Saim nodded. He suddenly saw more than this.
There could be dams on those water-courses. Permanent changes in the channels. Odd storage systems ready to gush out with strange twists of
 … He began to tremble, abruptly pulled himself out of these thoughts.

“Habits,” said Ren. “Old thoughts that are often repeated. They do something of the same thing. If we strike the right thought patterns, they'll slip into familiar channels for Jorj. He'll repeat the thought or action pattern. He'll do something that was familiar because of the old pattern.”

“Like striking you,” said Jeni.

“Yes!” Ren beamed at her. “They were violent people. And somewhere in this violent person we've regenerated, there's a clue to the weapons in this cave system. Through those weapons we can open up all the old sciences. Think of the metals they had that we no longer have except when we melt down something of the ancients'. And the fuels!” Ren threw up his hands. He smiled at them, turned to the table, began pawing through the notes.

“It's like grasping hold of some terrible thing and not being able to let go,” said Saim.

“What is?” asked Jeni.

Saim stared at her, ignoring the question, suddenly struck with the feeling that he once had known another Jeni … different …

“Why are you staring at me like that?” asked Jeni. The look on Saim's face frightened her.

“Here it is,” said Ren. He straightened with a sheaf of notes. “The abstract on my sessions with Jorj. Our opening wedge is going to come from this simulacrum.
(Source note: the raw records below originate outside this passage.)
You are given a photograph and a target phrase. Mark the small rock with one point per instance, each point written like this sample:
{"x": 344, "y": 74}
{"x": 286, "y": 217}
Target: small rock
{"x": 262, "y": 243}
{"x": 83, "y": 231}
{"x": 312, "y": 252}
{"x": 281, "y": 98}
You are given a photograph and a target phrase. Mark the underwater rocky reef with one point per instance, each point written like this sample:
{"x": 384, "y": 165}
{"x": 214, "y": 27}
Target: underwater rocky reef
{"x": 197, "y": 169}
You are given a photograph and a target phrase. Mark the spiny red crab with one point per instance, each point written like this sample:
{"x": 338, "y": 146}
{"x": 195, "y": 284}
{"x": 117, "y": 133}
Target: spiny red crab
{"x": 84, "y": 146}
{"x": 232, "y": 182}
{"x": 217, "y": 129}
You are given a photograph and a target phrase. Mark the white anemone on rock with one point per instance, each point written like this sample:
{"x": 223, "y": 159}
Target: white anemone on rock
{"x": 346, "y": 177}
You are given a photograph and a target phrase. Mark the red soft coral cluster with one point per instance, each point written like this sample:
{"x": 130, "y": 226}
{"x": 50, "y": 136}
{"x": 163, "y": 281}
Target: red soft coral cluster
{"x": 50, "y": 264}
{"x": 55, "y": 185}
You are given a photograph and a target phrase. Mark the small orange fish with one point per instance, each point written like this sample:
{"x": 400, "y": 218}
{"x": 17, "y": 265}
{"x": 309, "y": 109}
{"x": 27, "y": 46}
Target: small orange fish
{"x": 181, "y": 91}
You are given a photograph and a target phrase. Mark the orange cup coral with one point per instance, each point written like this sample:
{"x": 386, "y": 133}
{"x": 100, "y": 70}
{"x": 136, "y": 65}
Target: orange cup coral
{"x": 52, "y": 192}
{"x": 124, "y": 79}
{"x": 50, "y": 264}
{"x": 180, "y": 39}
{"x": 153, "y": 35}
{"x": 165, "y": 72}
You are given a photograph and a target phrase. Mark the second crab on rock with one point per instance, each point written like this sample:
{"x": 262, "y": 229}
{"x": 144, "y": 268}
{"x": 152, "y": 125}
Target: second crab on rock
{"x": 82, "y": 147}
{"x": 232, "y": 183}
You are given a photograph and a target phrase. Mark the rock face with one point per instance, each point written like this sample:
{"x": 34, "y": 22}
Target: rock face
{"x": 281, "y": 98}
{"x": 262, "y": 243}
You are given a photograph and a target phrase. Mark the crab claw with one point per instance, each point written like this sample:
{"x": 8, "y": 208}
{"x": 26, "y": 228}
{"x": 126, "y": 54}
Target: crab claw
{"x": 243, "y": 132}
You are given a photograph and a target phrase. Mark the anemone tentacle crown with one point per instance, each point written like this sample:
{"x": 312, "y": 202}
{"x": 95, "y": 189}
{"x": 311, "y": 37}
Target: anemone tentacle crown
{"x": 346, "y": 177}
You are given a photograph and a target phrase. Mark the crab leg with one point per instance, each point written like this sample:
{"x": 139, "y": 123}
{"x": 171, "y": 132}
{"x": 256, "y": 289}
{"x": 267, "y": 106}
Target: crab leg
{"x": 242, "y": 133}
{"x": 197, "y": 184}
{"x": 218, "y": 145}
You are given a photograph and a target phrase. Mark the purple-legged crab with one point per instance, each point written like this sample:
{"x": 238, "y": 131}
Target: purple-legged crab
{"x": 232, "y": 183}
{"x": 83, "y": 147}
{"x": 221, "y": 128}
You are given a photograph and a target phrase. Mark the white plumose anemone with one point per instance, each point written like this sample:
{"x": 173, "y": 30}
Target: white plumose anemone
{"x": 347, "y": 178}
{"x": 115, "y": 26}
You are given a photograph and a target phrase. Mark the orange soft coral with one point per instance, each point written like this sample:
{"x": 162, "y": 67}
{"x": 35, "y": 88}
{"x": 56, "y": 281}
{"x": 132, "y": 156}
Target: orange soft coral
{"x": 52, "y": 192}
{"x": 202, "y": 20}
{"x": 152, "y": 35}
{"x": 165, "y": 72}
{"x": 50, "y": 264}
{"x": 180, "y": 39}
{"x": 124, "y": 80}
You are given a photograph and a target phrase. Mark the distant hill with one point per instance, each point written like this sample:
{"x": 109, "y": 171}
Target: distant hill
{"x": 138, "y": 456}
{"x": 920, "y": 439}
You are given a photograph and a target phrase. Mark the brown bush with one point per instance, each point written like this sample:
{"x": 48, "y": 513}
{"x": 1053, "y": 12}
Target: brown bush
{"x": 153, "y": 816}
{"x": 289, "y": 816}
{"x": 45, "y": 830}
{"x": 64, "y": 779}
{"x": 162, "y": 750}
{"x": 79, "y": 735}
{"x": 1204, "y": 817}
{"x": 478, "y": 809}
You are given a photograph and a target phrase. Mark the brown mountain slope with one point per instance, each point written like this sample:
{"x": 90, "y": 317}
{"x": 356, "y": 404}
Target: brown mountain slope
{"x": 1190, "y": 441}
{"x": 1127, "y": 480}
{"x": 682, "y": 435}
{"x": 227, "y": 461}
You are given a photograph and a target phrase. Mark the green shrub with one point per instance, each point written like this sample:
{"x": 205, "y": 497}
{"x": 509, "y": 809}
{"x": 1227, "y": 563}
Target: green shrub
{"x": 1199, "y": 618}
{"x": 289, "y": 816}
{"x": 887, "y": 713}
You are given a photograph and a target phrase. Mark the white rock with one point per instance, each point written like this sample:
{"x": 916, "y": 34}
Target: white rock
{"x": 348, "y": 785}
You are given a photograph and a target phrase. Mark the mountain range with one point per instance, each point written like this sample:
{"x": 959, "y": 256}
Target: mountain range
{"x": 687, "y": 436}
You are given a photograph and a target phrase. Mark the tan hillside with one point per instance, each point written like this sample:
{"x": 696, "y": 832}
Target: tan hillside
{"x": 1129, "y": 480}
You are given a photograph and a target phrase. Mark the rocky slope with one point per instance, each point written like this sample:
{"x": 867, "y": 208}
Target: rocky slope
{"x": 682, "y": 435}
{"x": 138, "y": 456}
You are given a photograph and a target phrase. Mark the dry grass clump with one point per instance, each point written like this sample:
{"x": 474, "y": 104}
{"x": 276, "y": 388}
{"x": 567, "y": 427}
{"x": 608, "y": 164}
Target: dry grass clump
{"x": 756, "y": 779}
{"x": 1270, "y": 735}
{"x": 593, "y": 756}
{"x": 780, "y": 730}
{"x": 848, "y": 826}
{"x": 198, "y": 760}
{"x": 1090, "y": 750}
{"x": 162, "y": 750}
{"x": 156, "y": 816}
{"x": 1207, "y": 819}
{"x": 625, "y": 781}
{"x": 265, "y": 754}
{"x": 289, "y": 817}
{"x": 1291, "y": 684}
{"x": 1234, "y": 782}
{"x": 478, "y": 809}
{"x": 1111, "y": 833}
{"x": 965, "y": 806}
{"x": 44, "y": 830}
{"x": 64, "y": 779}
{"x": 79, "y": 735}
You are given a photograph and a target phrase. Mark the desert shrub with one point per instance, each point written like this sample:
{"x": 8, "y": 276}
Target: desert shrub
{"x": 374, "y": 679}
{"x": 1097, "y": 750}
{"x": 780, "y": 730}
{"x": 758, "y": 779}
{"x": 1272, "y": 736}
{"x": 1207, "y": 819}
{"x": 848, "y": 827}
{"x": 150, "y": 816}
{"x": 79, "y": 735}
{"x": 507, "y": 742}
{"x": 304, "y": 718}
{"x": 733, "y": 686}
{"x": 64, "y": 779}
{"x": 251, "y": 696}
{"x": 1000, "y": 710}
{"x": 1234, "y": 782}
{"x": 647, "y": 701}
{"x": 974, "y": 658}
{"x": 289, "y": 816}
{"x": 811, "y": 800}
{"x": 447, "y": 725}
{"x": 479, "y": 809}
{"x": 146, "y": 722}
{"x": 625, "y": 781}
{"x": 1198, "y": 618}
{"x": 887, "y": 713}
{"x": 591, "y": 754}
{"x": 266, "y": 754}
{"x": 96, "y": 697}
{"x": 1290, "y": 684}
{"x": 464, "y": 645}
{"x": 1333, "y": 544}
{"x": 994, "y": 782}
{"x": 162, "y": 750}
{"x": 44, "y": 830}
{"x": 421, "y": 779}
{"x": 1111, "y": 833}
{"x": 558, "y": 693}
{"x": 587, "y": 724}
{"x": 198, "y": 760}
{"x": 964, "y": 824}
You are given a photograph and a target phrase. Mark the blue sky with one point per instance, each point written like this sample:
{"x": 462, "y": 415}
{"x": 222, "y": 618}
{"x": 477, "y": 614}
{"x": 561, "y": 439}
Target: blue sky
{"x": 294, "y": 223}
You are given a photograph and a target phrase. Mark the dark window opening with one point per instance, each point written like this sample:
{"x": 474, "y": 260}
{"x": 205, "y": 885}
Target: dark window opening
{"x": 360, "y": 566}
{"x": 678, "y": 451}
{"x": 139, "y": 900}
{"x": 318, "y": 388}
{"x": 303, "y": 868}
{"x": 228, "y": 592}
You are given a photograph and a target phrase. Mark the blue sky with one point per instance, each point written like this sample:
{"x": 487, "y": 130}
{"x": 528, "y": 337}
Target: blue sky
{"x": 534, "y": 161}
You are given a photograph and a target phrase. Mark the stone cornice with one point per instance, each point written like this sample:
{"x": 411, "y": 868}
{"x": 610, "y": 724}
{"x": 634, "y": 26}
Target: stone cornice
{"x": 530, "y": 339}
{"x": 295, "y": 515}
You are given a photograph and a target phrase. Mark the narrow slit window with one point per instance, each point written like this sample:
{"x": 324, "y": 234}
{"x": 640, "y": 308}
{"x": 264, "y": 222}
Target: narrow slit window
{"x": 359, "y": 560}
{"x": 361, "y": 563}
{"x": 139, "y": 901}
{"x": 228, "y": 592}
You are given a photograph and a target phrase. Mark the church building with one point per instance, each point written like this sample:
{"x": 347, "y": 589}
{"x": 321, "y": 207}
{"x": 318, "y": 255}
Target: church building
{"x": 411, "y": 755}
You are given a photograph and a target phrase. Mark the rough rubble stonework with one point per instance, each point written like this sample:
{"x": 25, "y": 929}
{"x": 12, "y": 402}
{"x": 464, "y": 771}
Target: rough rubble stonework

I'm thinking that…” He broke off, focusing on his companions. “What's wrong?”

“It's almost as though I should remember something,” said Saim.

“Ren, I'm frightened,” said Jeni.

Ren moved to Saim's side, put a hand on his arm. “Do you feel ill, Saim?”

“Ill?” Saim thought about it. “No. I feel … well, different.” He stared down at his right hand. “Didn't I have a scar on this hand once?”

“A scar?” Ren glanced at the hand. “Oh.” Ren's voice took on a forced heartiness. “So that's it. We all have these feelings at one time or another, Saim. They pass quickly.”

“Feelings about scars?”

“If not scars, some other kind of familiarity,” said Ren. “It's called
deja vu,
this feeling. You'll get over it.”

“When I was testing that flying machine in the big cavern, studying the manual, and adjusting all the parts, sometimes my hands seemed to know what to do when I didn't,” said Saim. “Is that what you mean?”

“It may even have something to do with racial memory,” said Ren. “Just put it out of your mind.”

“Would you like to rest or have something to eat?” asked Jeni.

“No … I … Get on with it, Ren. Work first, rest later.”

“As you say,” said Ren. And he thought:
Trust Jeni to get him back on the track. I'll have to take that into consideration—the power of love and affection in maintaining a sense of normalcy.